What Does the Surge in Consumer Credit Say About the Economy?

I’m pleased to announce that this week, acclaimed economics writer, Mish Shedlock, has joined the Deep Knowledge Investing Board of Advisors. Mish is a great thinker, detailed researcher, and clear writer. He’s offered DKI readers this guest post detailing the recent increase in consumer credit usage. His commentary on the beginning of a decline in still-too-high housing prices is timely as are his comments on Federal Reserve culpability for multiple asset bubbles. Let us know what you think of his piece and check out his blog here.

 

Credit card debt jumped in April, but let’s dig a bit deeper with inflation adjusted numbers to spot what’s really happening.

Consumer Credit numbers from the Fed, chart by Mish.

Consumer Credit numbers for April are from the Fed’s G.19 Consumer Credit report.

Nominal Growth Synopsis

  • Total Credit: +$23.01 Billion to $4.86 Trillion, a new high
  • Revolving Credit: +$13.48 Billion to $1.24 Trillion, a new high
  • Nonrevolving Credit: +$9.53 Billion to $1.24 Trillion, a new high

Nonrevolving Government Credit (student loans) is best viewed as essentially unchanged for three months.

Revolving Consumer Credit in Billions of Dollars

Consumer Credit numbers from the Fed, calculation and chart by Mish.

Real vs Nominal Revolving Credit

  • In nominal terms revolving credit surged to $1.24 trillion.
  • In real (inflation-adjusted) terms, credit card debt is $980 billion. That is below the per-pandemic high of $990 billion, and below the 2008 high of $1.09 trillion.
  • It’s real spending that drives GDP.

Nominal, as well as real, the slope of revolving credit is steep and unsustainable. It’s also a sign of consumer stress.

Nonrevolving Consumer Credit in Billions of Dollars 

Consumer Credit numbers from the Fed, calculation and chart by Mish.

Real vs Nominal Revolving Credit

  • In nominal term nonrevolving credit surged to $3.62 trillion. a new high.
  • In real (inflation-adjusted) terms, nonrevolving credit is $2.85 trillion. That is only 1.4 percent above the pre-pandemic $2.81 trillion.

Who Has Spending Cash?

Anybody with an existing mortgage prior to 2022 was able to refinance at or below 3.0 percent has extra hundreds of dollars to spend, every month, even if they overpaid for their houses.

Inflation has eaten up some of that refinance dividend, but refinancing certainly cushioned the blow.

Renters and those who more recently took out a mortgage are hit by higher mortgage or rent prices in addition to rising food prices, insurance costs, etc.

For those whose wages have not kept up with the price of rent and food (nearly everyone), credit cards or tapping savings is the only way to maintain lifestyles.

Three Classes of Zombies 

  • The Fed views corporate Zombies as firms that are unable to generate enough profits to cover debt-servicing costs and need to borrow to stay alive. I suggest two more classifications.
  • Consumer Zombies are those who want to move but cannot because they do not want to or cannot afford to trade their 3.0 percent mortgage for a 7.0 percent mortgage.
  • Consumer Zombies also include those trapped in rental units hoping to buy a home but have no realistic hope to do so.

The Starter Home Is No More

Zombie renters dream of homeownership but are priced out of secondary cities they might’ve flocked to years ago.

For discussion, please see The Starter Home Is No More, Even in Second Tier Markets

Case-Shiller Top City Home Prices Decline From a Year Ago for the First Time Since May 2012

Case-Shiller and CPI data via the St. Louis Fed, chart by Mish.

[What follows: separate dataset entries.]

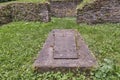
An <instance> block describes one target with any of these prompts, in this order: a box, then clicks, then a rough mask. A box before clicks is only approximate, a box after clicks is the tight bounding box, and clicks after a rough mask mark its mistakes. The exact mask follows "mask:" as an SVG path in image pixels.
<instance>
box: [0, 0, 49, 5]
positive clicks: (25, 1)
mask: <svg viewBox="0 0 120 80" xmlns="http://www.w3.org/2000/svg"><path fill="white" fill-rule="evenodd" d="M16 2H17V3H18V2H22V3H24V2H28V3H29V2H32V3H46V2H47V3H48V0H15V1H8V2H1V3H0V6H4V5H7V4H9V3H16Z"/></svg>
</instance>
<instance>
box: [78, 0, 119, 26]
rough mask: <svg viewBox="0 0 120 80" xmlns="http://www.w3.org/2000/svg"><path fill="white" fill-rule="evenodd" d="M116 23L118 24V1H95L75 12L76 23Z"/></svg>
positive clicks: (93, 23)
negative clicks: (107, 22) (109, 22)
mask: <svg viewBox="0 0 120 80" xmlns="http://www.w3.org/2000/svg"><path fill="white" fill-rule="evenodd" d="M83 22H85V23H89V24H96V23H106V22H112V23H118V22H120V1H119V0H96V1H95V2H94V3H91V4H88V5H85V6H84V7H83V8H82V9H78V10H77V23H83Z"/></svg>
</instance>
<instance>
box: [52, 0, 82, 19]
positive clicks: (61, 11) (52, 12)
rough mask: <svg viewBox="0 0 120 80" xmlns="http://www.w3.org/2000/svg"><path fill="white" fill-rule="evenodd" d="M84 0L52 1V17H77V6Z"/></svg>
mask: <svg viewBox="0 0 120 80" xmlns="http://www.w3.org/2000/svg"><path fill="white" fill-rule="evenodd" d="M81 1H82V0H56V1H55V0H50V6H51V15H52V16H54V17H74V16H76V8H77V5H78V4H80V2H81Z"/></svg>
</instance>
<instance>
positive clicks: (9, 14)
mask: <svg viewBox="0 0 120 80" xmlns="http://www.w3.org/2000/svg"><path fill="white" fill-rule="evenodd" d="M50 20H51V16H50V5H49V4H48V3H18V2H15V3H9V4H6V5H4V6H0V25H1V24H6V23H9V22H12V21H40V22H49V21H50Z"/></svg>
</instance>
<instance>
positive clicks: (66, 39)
mask: <svg viewBox="0 0 120 80" xmlns="http://www.w3.org/2000/svg"><path fill="white" fill-rule="evenodd" d="M53 35H54V52H53V53H54V54H53V55H54V58H55V59H76V58H78V53H77V51H76V43H75V31H73V30H69V31H66V30H55V31H54V33H53Z"/></svg>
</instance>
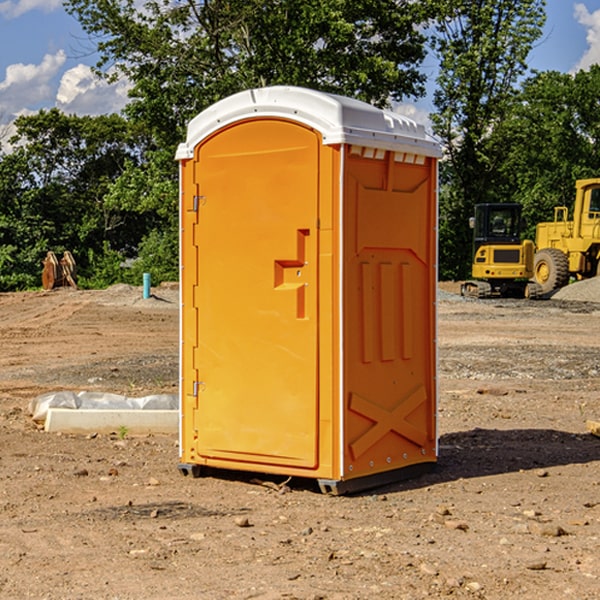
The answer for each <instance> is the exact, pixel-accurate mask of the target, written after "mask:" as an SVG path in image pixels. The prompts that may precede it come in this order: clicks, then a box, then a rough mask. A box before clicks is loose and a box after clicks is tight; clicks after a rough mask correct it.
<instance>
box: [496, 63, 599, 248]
mask: <svg viewBox="0 0 600 600" xmlns="http://www.w3.org/2000/svg"><path fill="white" fill-rule="evenodd" d="M598 94H600V66H598V65H593V66H592V67H591V68H590V69H589V71H579V72H578V73H576V74H575V75H571V74H566V73H557V72H544V73H537V74H536V75H534V76H533V77H530V78H529V79H528V80H526V81H525V82H524V84H523V87H522V91H521V93H520V94H519V96H518V98H517V100H518V102H515V103H514V105H513V107H512V111H511V113H510V114H508V115H507V116H506V118H505V119H504V120H503V122H502V123H501V124H500V125H499V126H498V127H497V128H496V134H495V140H494V143H495V144H496V145H497V147H498V150H500V149H501V150H502V153H503V157H504V158H503V161H502V163H501V164H500V165H499V168H498V172H499V175H500V177H501V179H502V180H503V181H504V182H505V183H504V192H505V194H506V195H507V196H510V197H511V198H512V199H513V200H514V201H516V202H520V203H521V204H523V207H524V215H525V217H526V219H527V222H528V224H529V227H528V230H527V237H529V238H530V239H534V237H535V224H536V223H537V222H540V221H548V220H552V219H553V209H554V207H555V206H561V205H564V206H567V207H571V206H572V203H573V200H574V198H575V180H576V179H585V178H588V177H598V176H599V175H600V172H599V171H598V165H599V164H600V106H598V102H597V98H598Z"/></svg>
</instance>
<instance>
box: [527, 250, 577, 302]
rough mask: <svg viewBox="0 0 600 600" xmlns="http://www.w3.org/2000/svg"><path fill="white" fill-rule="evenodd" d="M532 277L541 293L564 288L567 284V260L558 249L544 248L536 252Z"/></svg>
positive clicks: (567, 269)
mask: <svg viewBox="0 0 600 600" xmlns="http://www.w3.org/2000/svg"><path fill="white" fill-rule="evenodd" d="M533 276H534V279H535V282H536V283H537V284H538V285H539V286H540V288H541V293H542V294H547V293H549V292H551V291H552V290H556V289H558V288H561V287H564V286H565V285H567V283H568V282H569V259H568V258H567V255H566V254H565V253H564V252H561V251H560V250H559V249H558V248H544V249H543V250H540V251H539V252H536V254H535V259H534V265H533Z"/></svg>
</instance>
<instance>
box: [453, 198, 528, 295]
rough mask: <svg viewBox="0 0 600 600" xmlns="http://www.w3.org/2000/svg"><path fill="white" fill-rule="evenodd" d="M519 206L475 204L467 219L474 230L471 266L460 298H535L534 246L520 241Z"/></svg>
mask: <svg viewBox="0 0 600 600" xmlns="http://www.w3.org/2000/svg"><path fill="white" fill-rule="evenodd" d="M521 210H522V207H521V205H520V204H507V203H502V204H500V203H495V204H491V203H488V204H477V205H475V213H474V216H473V217H472V218H471V219H470V225H471V226H472V228H473V265H472V269H471V270H472V277H473V279H472V280H470V281H465V282H464V283H463V284H462V286H461V294H462V295H463V296H471V297H475V298H490V297H493V296H502V297H517V298H525V297H527V298H529V297H535V296H536V295H537V293H536V290H537V286H535V284H530V282H529V279H530V278H531V277H532V276H533V257H534V250H535V248H534V244H533V242H532V241H531V240H523V241H522V240H521V230H522V226H523V220H522V217H521Z"/></svg>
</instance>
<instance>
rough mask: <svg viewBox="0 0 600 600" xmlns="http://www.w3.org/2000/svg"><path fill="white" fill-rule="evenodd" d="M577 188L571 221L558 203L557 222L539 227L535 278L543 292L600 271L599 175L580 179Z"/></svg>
mask: <svg viewBox="0 0 600 600" xmlns="http://www.w3.org/2000/svg"><path fill="white" fill-rule="evenodd" d="M575 191H576V192H575V204H574V205H573V213H572V214H573V218H572V220H569V210H568V208H567V207H566V206H557V207H555V208H554V221H551V222H548V223H538V224H537V227H536V235H535V245H536V253H535V259H534V267H533V271H534V272H533V277H534V280H535V281H536V282H537V283H538V284H539V286H540V288H541V291H542V294H548V293H550V292H552V291H553V290H556V289H558V288H561V287H563V286H565V285H567V283H569V280H570V279H571V278H575V279H587V278H589V277H595V276H596V275H598V274H600V268H599V267H600V178H597V179H580V180H578V181H577V182H576V183H575Z"/></svg>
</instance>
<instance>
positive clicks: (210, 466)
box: [177, 87, 439, 491]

However, the decline is but a drop in the bucket compared to price increases since 2011.

Case-Shiller and CPI data via the St. Louis Fed, chart by Mish.

Index levels

 

OER stands for Owners’ Equivalent Rent, the price a homeowner would pay to rent their own house, unfurnished, without utilities.

On May 30, I noted Case-Shiller Top City Home Prices Decline From Year Ago for the First Time Since May 2012

Meanwhile, the average mortgage rate is 6.94 percent according to Mortgage News Daily.

Winners and Losers

The Fed created this set of winners and losers, and it did so on purpose to increase inflation. Now the Fed does not know what to do with the inflation mess it created.

Housing generally leads the economy into or out of recession. Think of all the appliances, carpet, cabinets, and landscaping that happen when people buy homes. Also think of household formation and plunging birth rates.

The Fed cannot afford to stimulate housing out of fear of stoking more inflation. And it has stranded three classes of zombies in the wake.

So don’t expect much more than a weak, near-recession GDP, if that, for quite some time.

It’s payback for three rounds of mostly unwarranted fiscal stimulus on top of serial bubble-blowing Fed policy.